Anthropological archaeologist Michèle Hayeur Smith at work. Photo: Michèle Hayeur Smith

From tiny acorns

Hayeur Smith's own journey has been equally circuitous. With a father who worked for the UN and an anthropologist mother who collected fabrics from around the world, Hayeur Smith had a sense of textile history from an early age, although she chose to go into fine arts. She then branched out to earn a fashion degree in Paris.

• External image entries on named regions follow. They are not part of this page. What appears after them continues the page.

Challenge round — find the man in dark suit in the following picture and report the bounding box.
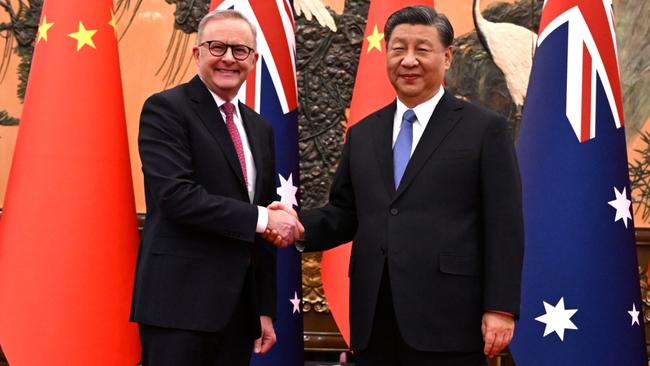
[270,6,523,366]
[132,10,302,366]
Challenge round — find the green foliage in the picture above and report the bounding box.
[628,131,650,222]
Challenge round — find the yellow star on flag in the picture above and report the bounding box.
[108,9,117,29]
[36,15,54,43]
[366,24,384,53]
[68,21,97,51]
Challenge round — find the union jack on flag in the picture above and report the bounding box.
[537,0,623,142]
[210,0,304,366]
[510,0,647,366]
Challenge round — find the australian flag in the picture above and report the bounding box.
[511,0,647,366]
[210,0,304,366]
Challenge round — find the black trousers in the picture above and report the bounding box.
[355,264,487,366]
[140,276,260,366]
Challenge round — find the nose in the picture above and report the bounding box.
[402,50,418,67]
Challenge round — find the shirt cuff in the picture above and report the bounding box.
[255,206,269,234]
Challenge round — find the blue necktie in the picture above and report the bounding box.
[393,109,417,189]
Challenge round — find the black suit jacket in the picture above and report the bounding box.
[301,92,523,352]
[132,76,276,332]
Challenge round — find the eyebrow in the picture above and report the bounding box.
[390,37,433,45]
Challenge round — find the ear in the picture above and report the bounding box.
[445,46,453,70]
[192,46,201,66]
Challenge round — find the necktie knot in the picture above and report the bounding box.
[221,102,248,186]
[393,109,417,188]
[402,109,418,124]
[221,102,235,116]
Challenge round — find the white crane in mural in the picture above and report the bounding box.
[473,0,537,108]
[293,0,336,32]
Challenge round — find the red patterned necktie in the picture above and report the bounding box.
[221,102,248,187]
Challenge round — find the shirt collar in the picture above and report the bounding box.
[395,86,445,127]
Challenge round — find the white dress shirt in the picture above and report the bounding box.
[393,86,445,156]
[208,89,269,233]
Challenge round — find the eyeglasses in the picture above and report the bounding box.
[199,41,255,61]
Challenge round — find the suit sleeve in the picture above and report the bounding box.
[300,129,357,252]
[255,129,277,319]
[481,117,524,318]
[138,94,258,242]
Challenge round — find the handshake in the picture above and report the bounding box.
[262,201,305,248]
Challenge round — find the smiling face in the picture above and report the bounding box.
[192,18,259,101]
[386,24,451,108]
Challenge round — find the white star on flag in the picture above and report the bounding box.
[276,174,298,207]
[289,291,300,314]
[535,297,578,341]
[627,303,641,325]
[607,187,632,228]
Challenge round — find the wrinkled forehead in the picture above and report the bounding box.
[199,18,257,48]
[388,24,442,45]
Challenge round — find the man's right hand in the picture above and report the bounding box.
[262,201,305,248]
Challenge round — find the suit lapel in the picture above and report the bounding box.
[239,102,265,203]
[372,101,397,197]
[188,75,246,191]
[391,91,462,200]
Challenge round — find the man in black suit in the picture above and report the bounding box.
[132,10,302,366]
[269,6,523,366]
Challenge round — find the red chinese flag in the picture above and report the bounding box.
[0,0,140,366]
[321,0,433,345]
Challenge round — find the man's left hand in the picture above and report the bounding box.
[253,315,276,354]
[481,311,515,358]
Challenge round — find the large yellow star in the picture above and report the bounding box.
[366,24,384,53]
[68,21,97,51]
[36,15,54,43]
[108,9,117,30]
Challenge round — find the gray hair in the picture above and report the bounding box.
[384,5,454,48]
[196,9,257,46]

While doing her Ph.D. on Viking women's dress and ornamentation through burial assemblages at the University of Glasgow, Hayeur Smith gained a taste for Iceland that led to a six-month study period in Reykjavík.

Commissioned to illustrate a new edition of Kristján Eldjárn's seminal work on Viking-era burial finds in Iceland, Kuml og haugfé, as outlined in her work Gender, Identity and Adornment in Viking-Age Iceland, Hayeur Smith was delving into an area few in the English-speaking world had addressed in its wider context.

"In histories of the Viking era, you didn't hear about the women," she says. "Particularly those written in the North Atlantic. It was a very male environment, about strategies and political machinations. Adornment and jewelry were projections of identity just the same as swords and axes." 

Sensing there was a whole side to the story being missed by traditionally male-dominated archaeology, Hayeur Smith also knew that there was also practical reason for its absence: Decomposition. While swords preserve perfectly well a millennium or more later, organic cloth deteriorates significantly. 

"These tiny scraps don't look like much, but you can still extract all kinds of information from them. Sometimes the material is actually stuck to the swords and has become metalized".

A piece of vaðmál, the cloth currency from Iceland. Photo: Courtesy of Michele Hayeur Smith

Starting with Iceland, Hayeur Smith compared weave types, thread counts, and warp numbers, usually between 4-5 and 14-15 in medieval Iceland, with the higher number of longways yarns indicating better quality cloth. The best went to the Church, and much was exported to England.

Some examples Hayeur Smith would send off for radiocarbon dating by a method called accelerated mass spectrometry (AMS), even checking the DNA, although cross-contamination made this difficult. Analysis of the wool for strontium, an earth metal also found in human bones and teeth, can point to where those particular sheep would graze.

Working through thousands of tiny pieces, Hayeur Smith compiled graphs and charts to gauge trends and patterns. Geopolitics further influenced the sample set. While Iceland offered up more than 10,000 items, the Faroes only had 142. "They were all sent to Norway," says Hayeur Smith, the direction of travel being the islanders' overlords. 

As for Greenland, sparsely settled by Icelanders, textile analysis showed a greater use of weft-heavy cloth, using sideways yarns, for extra warmth. This was particularly prevalent in the 1300s, around the onset of the Little Ice Age.

When compared to the many samples she also took in Scotland and Norway, the consistent warp-thread count in medieval Iceland pointed to its specific production as currency, Hayeur Smith backing up her premise with careful research of contemporary legal texts.

Cod not wool

The long centuries of Icelandic women constantly weaving at portable, easy-to-assemble, warp-weighted looms came to an end quite abruptly. In 1603, Denmark imposed a trade embargo, meaning that all goods had to go through there. 

In Iceland, cod fishing soon superseded cloth as the prime driver of revenue, and the age of vaðmál was over.

For around half a millennium in medieval Iceland, women had a license to print money – literally. We cannot tell for certain how this affected gender relations, but once Viking men could no longer bring home chests of silver, their days of plunder dwindling, women had the upper hand, economically at least. 

For Michèle Hayeur Smith, the textile trail still beckons: "My next project will be working with Alexandra Sanmark, a professor at the University of the Highlands and Islands in Scotland. We're looking at the life of Viking women, using a new method for tracking the movement of cloth".

The Valkyries' Loom: The Archaeology of Cloth Production and Female Power in the North Atlantic by Michèle Hayeur Smith. University Press of Florida, $26.95 in paperback (at the time of writing).